Kurden existieren im Statistischen Jahrbuch nicht

■ Ethnische Selbständigkeit und interkultureller Austausch werden angestrebt

Mit 40.000 Personen bilden die Kurden eine der größten Bevölkerungsgruppen in Berlin. Eine Gemeinde, in der sie ihrer kulturellen Eigenständigkeit Ausdruck verleihen können, existierte bis vor ein paar Wochen nicht. Noch immer wird die kurdische Volkszugehörigkeit von der türkischen Regierung negiert.
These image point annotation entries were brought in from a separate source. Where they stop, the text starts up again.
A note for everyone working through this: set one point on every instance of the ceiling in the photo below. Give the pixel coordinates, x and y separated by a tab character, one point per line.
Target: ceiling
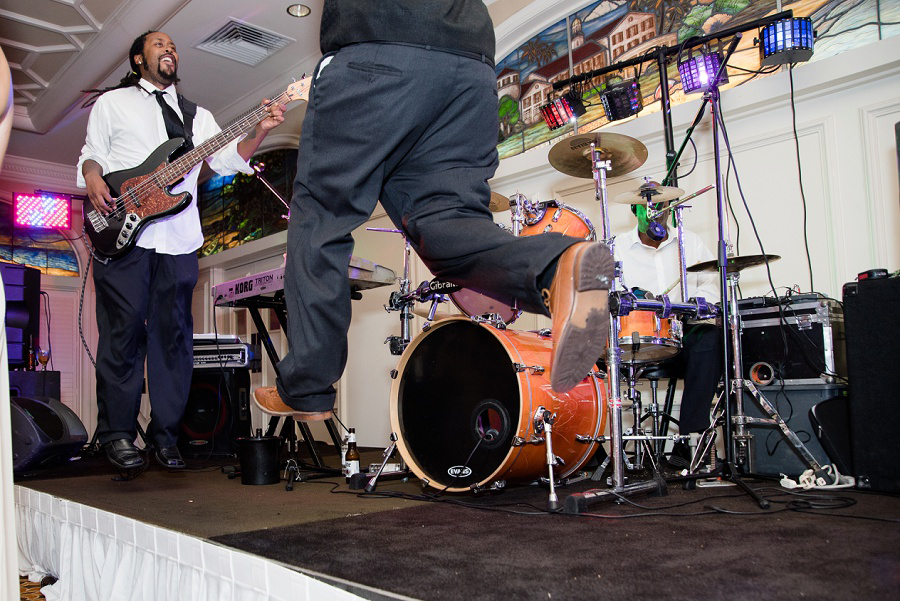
58	48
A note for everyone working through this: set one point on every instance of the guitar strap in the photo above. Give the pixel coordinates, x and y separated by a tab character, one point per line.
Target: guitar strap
189	111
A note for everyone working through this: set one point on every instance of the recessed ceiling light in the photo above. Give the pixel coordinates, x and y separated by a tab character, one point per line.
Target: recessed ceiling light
298	10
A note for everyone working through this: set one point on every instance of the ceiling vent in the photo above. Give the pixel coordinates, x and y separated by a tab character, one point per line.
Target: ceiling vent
244	43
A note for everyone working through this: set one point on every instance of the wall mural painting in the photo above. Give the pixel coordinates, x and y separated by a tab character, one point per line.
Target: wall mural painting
610	31
47	250
239	208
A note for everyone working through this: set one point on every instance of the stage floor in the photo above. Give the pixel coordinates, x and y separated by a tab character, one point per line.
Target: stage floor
712	542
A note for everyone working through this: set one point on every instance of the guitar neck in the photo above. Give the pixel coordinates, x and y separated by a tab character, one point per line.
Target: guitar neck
185	163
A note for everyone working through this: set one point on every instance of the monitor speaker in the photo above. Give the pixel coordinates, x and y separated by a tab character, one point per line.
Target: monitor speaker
872	324
217	413
44	431
22	287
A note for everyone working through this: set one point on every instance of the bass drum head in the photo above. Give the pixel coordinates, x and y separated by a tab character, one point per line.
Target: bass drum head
456	383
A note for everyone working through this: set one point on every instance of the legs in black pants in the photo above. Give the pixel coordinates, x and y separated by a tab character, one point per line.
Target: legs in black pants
144	311
700	365
417	130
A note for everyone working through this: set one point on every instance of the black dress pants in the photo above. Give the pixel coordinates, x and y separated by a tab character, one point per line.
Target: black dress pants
416	129
700	365
144	312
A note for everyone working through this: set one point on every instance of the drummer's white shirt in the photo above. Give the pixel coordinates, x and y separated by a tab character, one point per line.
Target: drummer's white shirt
125	126
656	269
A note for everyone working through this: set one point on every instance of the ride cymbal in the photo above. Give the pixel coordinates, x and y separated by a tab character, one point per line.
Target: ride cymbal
572	155
734	263
649	192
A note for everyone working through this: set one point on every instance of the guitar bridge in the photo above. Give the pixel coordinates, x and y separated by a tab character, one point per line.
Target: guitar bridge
128	229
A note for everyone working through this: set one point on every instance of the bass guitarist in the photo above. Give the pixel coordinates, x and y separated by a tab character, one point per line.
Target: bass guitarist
144	295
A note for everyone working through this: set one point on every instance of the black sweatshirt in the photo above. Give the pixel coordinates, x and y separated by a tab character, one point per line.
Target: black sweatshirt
460	25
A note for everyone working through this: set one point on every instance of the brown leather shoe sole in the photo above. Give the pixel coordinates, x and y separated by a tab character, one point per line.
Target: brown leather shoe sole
579	306
269	401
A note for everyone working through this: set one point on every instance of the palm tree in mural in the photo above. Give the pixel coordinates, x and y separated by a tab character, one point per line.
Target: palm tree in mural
538	52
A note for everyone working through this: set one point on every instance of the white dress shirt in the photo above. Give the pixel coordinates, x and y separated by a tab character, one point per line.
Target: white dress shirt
124	128
656	269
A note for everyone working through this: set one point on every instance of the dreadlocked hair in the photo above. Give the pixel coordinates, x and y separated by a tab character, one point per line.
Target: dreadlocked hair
131	78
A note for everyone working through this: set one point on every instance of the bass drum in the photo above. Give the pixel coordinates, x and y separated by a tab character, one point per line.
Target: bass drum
461	379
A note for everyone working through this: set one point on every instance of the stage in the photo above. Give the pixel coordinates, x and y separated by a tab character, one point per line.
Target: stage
196	534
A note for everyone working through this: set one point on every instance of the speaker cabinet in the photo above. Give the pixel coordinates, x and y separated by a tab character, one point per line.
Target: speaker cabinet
771	452
44	431
217	413
34	384
22	287
872	319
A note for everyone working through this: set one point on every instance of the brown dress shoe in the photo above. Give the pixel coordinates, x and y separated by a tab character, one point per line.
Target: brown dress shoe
269	401
578	300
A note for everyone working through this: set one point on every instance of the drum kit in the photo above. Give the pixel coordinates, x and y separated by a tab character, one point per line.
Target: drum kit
471	406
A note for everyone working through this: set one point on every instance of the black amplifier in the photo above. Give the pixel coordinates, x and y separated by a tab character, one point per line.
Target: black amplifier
226	355
797	340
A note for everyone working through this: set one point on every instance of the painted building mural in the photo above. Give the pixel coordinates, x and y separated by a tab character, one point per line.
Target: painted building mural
238	209
610	31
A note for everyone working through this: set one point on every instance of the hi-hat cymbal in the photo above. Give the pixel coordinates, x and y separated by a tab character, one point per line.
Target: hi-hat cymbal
572	155
648	192
734	263
499	203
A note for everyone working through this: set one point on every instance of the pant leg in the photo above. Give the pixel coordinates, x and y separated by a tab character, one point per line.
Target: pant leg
438	191
121	287
170	343
416	129
701	366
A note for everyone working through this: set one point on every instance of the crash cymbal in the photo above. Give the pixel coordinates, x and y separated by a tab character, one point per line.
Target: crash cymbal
648	192
499	203
572	155
734	263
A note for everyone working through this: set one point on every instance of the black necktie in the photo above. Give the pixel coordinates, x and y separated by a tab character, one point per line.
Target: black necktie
174	127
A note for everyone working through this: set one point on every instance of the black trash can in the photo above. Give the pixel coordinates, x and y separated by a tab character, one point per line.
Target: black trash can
259	459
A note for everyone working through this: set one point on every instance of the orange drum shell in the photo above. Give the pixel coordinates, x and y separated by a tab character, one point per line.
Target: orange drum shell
577	411
561	219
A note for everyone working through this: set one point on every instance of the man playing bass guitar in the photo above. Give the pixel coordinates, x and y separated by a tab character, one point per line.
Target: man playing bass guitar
144	291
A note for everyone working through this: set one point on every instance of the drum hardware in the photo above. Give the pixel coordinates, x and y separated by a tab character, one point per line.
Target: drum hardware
535	369
498	203
518	441
543	422
648	193
386	455
577	155
654	213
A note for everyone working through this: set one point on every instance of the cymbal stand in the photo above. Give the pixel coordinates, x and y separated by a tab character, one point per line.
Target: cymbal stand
578	502
735	385
400	300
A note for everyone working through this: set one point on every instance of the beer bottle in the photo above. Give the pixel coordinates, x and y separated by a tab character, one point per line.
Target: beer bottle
351	459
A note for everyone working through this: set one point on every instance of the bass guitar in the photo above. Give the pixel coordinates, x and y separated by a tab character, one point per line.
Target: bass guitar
143	194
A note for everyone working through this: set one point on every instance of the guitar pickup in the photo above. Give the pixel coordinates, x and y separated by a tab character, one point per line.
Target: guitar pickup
128	229
98	221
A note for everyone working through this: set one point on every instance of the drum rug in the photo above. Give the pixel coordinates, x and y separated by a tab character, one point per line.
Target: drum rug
708	543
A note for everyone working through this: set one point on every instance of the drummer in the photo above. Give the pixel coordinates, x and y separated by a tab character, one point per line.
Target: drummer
649	257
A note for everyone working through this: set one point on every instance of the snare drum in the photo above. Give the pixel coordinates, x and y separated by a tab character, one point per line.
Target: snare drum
646	338
460	379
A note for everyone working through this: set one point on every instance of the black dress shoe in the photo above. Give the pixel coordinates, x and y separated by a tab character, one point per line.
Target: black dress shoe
169	457
123	454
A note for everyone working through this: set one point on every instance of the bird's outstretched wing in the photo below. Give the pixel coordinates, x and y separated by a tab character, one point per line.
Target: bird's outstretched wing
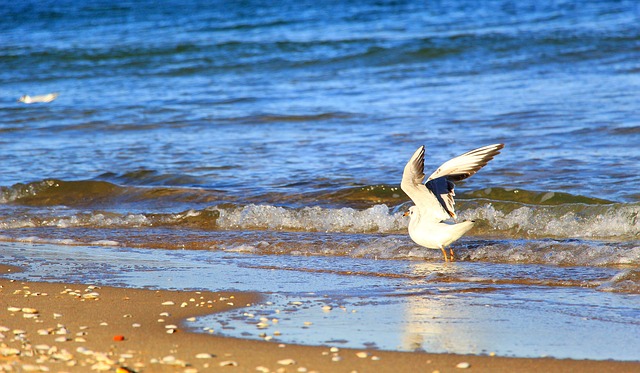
440	183
413	184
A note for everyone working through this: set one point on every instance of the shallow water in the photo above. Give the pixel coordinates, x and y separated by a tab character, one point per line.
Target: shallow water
272	137
466	308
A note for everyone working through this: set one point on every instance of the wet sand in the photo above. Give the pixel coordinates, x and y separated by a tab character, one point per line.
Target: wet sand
60	327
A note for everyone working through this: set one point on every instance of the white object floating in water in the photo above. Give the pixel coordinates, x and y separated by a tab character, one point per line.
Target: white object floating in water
36	99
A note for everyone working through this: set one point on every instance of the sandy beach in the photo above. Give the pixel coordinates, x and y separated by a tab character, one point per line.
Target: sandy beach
60	327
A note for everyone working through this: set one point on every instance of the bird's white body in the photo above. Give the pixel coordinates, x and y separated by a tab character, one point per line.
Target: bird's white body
435	235
430	222
35	99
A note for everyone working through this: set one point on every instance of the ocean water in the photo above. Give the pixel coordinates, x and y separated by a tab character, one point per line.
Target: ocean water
279	131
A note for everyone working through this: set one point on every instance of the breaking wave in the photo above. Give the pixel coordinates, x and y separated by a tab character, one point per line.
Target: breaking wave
370	209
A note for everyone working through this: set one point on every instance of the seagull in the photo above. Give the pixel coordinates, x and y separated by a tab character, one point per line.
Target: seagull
429	220
42	98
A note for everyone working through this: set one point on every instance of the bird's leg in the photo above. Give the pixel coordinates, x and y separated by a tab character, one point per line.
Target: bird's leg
445	254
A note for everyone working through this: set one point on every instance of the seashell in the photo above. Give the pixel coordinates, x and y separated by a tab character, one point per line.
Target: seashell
8	351
101	366
42	347
169	359
62	331
286	362
90	295
84	351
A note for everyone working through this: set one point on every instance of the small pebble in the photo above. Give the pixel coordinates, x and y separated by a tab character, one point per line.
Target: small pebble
228	363
204	355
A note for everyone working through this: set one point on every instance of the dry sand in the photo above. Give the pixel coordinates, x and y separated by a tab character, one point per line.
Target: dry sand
57	327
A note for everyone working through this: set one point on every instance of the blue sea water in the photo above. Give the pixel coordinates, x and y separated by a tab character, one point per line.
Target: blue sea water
281	129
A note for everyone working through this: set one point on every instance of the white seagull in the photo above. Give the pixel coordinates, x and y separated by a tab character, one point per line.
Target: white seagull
38	99
429	225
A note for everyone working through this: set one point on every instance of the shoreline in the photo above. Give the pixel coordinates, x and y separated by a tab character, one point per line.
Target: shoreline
63	327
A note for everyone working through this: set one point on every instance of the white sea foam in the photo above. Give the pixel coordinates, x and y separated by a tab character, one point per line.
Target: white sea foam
349	220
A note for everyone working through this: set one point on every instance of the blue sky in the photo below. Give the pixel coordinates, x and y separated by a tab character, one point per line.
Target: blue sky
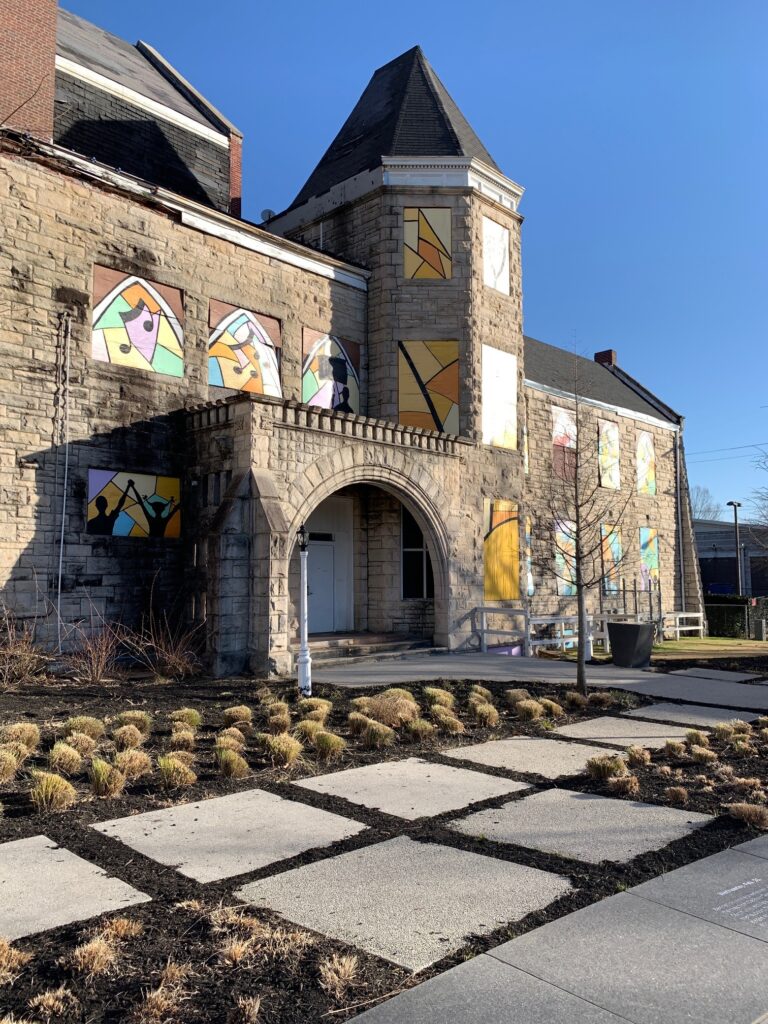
639	130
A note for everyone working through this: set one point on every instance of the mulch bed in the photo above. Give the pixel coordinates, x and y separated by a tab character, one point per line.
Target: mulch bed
289	982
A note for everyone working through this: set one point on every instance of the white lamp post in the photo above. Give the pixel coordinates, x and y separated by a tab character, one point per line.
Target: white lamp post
304	660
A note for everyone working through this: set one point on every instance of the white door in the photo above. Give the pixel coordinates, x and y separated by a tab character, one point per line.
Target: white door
321	586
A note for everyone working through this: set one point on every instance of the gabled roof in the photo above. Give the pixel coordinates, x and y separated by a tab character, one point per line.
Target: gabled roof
99	51
406	111
556	368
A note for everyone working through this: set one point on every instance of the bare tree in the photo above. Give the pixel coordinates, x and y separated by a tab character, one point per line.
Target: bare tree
704	504
584	515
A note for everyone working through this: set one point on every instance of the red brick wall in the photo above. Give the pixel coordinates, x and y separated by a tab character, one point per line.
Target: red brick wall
28	43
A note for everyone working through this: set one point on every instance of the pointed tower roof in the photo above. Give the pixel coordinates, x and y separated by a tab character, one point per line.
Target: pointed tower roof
406	111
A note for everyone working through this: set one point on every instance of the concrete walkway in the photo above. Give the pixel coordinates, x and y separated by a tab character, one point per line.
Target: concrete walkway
694	689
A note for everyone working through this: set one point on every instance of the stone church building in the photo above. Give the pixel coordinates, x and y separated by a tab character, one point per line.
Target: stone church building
181	389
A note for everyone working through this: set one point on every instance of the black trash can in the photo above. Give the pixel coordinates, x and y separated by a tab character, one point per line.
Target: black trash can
631	643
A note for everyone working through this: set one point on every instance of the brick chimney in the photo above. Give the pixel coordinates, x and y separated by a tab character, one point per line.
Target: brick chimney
606	357
28	39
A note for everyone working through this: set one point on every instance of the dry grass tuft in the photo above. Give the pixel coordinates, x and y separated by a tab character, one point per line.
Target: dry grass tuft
338	973
133	764
677	795
637	757
551	708
239	713
183	739
515	696
420	729
329	747
446	720
55	1004
127	737
529	711
141	719
625	785
188	717
94	957
752	814
51	793
283	750
22	732
174	774
438	695
606	766
11	962
82	742
107	780
576	701
92	727
65	759
230	764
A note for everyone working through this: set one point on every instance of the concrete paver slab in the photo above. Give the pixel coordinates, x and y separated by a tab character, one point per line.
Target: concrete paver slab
44	886
721	675
692	715
529	755
728	889
648	964
410	902
215	839
622	732
412	788
485	991
757	847
582	825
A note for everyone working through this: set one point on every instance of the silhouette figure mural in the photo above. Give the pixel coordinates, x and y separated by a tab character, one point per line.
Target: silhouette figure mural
330	376
122	504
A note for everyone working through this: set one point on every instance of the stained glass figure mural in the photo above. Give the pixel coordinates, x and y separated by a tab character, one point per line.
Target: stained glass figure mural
125	504
646	464
610	543
501	551
499	397
426	243
330	377
608	455
243	350
648	556
496	255
565	558
428	385
137	323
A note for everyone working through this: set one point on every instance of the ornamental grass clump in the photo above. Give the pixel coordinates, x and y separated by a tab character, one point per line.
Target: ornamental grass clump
283	749
51	793
107	780
529	711
92	727
420	729
65	759
606	766
127	737
174	774
446	720
230	764
188	717
141	720
438	695
239	713
22	732
133	764
329	747
755	815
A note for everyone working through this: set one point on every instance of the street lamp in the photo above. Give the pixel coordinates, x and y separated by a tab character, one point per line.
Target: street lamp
736	506
304	660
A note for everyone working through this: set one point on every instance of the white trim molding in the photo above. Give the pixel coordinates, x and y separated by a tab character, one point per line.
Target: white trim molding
142	102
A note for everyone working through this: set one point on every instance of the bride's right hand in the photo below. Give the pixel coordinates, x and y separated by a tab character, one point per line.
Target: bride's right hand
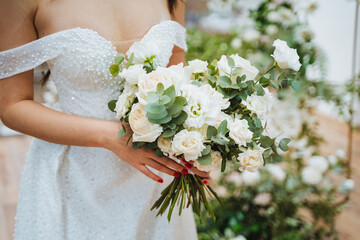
140	158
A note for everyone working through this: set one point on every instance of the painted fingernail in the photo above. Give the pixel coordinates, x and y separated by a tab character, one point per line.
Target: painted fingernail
188	165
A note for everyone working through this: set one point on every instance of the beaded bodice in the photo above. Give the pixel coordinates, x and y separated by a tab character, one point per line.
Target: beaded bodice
79	61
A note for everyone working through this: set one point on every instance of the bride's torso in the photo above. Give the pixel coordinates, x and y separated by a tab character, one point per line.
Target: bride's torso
79	40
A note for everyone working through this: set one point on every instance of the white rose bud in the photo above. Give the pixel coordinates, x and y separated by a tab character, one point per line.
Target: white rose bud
198	66
251	159
125	100
311	176
131	75
215	162
239	132
144	131
285	56
189	143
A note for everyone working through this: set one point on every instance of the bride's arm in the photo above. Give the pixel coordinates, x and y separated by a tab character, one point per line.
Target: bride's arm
18	111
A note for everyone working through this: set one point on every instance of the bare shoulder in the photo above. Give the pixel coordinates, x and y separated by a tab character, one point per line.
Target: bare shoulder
17	22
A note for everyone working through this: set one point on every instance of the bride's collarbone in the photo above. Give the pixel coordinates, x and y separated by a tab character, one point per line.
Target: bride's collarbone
116	22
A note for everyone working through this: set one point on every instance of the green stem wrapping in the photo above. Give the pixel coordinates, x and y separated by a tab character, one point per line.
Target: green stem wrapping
187	187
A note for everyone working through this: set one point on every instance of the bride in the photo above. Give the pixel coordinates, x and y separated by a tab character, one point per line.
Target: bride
81	181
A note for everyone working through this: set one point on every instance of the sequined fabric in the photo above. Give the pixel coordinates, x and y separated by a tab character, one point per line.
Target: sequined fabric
70	192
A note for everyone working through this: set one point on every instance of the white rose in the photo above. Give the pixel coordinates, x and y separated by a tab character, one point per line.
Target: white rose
215	162
246	67
148	82
285	56
250	178
144	50
191	144
125	100
319	163
239	132
144	131
131	75
311	176
198	66
276	172
251	159
201	109
165	146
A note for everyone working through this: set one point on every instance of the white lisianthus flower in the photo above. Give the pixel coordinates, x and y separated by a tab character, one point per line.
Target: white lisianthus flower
239	132
144	131
198	66
216	97
347	186
311	175
276	172
201	109
251	159
144	50
165	146
215	162
285	56
125	100
246	68
148	82
131	74
319	163
189	143
221	117
250	178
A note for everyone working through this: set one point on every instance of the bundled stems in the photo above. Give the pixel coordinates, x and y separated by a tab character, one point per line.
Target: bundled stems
182	192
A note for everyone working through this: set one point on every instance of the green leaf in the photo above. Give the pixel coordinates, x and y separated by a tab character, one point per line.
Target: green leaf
206	151
129	63
222	130
231	62
164	100
266	141
112	105
224	81
114	69
170	92
177	107
152	97
119	58
205	160
160	89
155	108
122	132
211	132
296	85
283	145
Im Jahrbuch des Statistischen Landesamtes werden sie mit der knapp 140.000 Menschen zählenden türkischen Bevölkerung zwangsvereinigt. „Solange deutsche Waffen gegen Kurden eingesetzt werden, kann sich die deutsche Regierung nicht von der Verantwortung gegenüber dieser Volksgruppe ohne eigenen Staat lossprechen.“ Ganz so politisch wie die PDS-Sprecherin im Ausschuß für Ausländerfragen, Karin Dörre, drückte sich der Vorsitzende der ersten kurdischen Gemeinde Deutschlands, Dr. Muhammed Hassan Ali, bei der Gründungsfeier im Berliner Abgeordnetenhaus am Freitag nicht aus. Doch auch er sieht die Rechte der Kurden noch immer mit Füßen getreten, versteht die neugegründete Gemeinde als eine Basis für die Herausbildung einer kurdischen Identität in Berlin. Kurdische Jugendliche werden nun ihre Muttersprache erlernen, sich ihr eigenes Kulturgut, das eben nicht mit dem türkischen gleichzusetzen ist, bewußt machen können. Doch solange an einigen Berliner Standesämtern kurdische Vornamen nicht anerkannt werden, weil sie nicht in einer von der türkischen Regierung definierten Liste aufgeführt sind, kann nicht von Gleichberechtigung gesprochen werden.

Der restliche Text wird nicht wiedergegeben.